Loaders are the set of scripts used to convert raw data files, e.g. Underlying Cause of Death, Despair, 2000-2002.txt, into R data structures like data.frame or tibble. Then, the generated files are stored under the init folder for loading during the app initialization. One of the most important features of the loaders is that they are semi-automated. If more data sets are going to be added for further analysis, simply uploading data files to the corresponding folder and add a path to the script is enough. For more information, please go to the README.md under /init folder.

+ Missing Data Imputation

Missing value in CDC Wonder Mortality rates took place in counties that have death numbers under 10 or have no records. The original downloaded Death of Despair mortality rate data in three-year-blocks have about one-third of counties that have either suppressed or missing mortality rate.

A Brief Introduction of Method Used

Most of the non-value counties are small in population, manually inserting a small number (e.g. 0.1) for death number would create a huge mortality rate. For the problem, we download the data from CDC Wonder for ICD-10 codes that exclude the cause we are focusing on, and then use All-Cause of Death to get the difference that shows the data for the cause we are looking at. As an example, in Death of Despair mortality rates, the ratio of missing values decreases from one-third of counties to one-thirtieth of counties. These counties that still have missing values have death numbers under 10 for All-Cause of Death or have no records.

We then use some imputation methods in R to deal with these one-thirtieth counties.

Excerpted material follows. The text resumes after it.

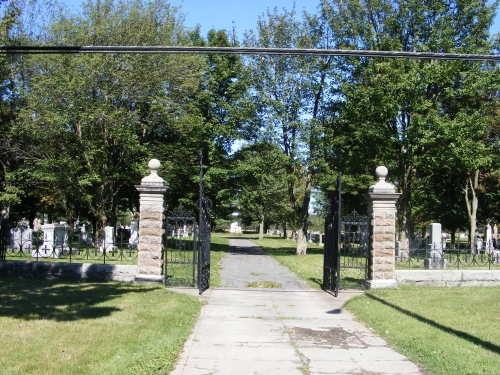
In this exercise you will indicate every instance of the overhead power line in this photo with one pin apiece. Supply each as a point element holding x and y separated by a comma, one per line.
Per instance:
<point>242,51</point>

Discard death number and population, we change the data.frame from a long format to a wide matrix, which rows represent counties and columns represent time-based mortality rates (size in 3147 × 6). As a supplement, we use a downloaded state-based data (also from CDC Wonder) in our imputation.

We separate the data into two parts, one has counties that are missing in at most 4 three-year-blocks, one has counties that are all missing or only missing in one three-year-block.

  • For the first part, which has less missing data, we use the package Amelia that helps us to set bounds of the imputed values, which lower bounded at 0 and upper bounded at a corresponded rate for death number of 9. We use Amelia to calculate 2 times and use the average of them for missing values. If Amelia failed, check if the corresponded state mortality rate is beyond the upper bound. If state mortality rate is smaller, we would just use the state mortality rate for the county; otherwise, we replace a closer value to the non-missing mortality rate in the county from two random generated values (a corresponded rate of death number from 1-4 and from 5-8).

  • For the second part, similar methods were used. If state mortality rate is smaller than the upper bound of the county, we replace the blank by the state mortality rate; otherwise (if it is beyond the upper bound), we just select a closer value to the corresponded state mortality rate from two random generated values (a corresponded rate of death number from 1-4 and from 5-8).

As all missing values were replaced, we convert the matrix back to a data.frame in a long format for later use.

References

+ Feature Filtering

There is a mapping file and we gave short titles and marked features should not be included. For example, we don't include any features related to mortality rates and features that are raw counts.

+ Cause of Death Filtering

The cause of death is selected based on the ICD-10 code. Currently, the selected causes of deaths are: Despair (F10-F19, X40-X49, X60-X84, Y10-Y19), Cancer(C00-C97), Cardiovascular Disease(I00-I99), Assault(X85-Y09), and a high-level overview of All-Cause of Death.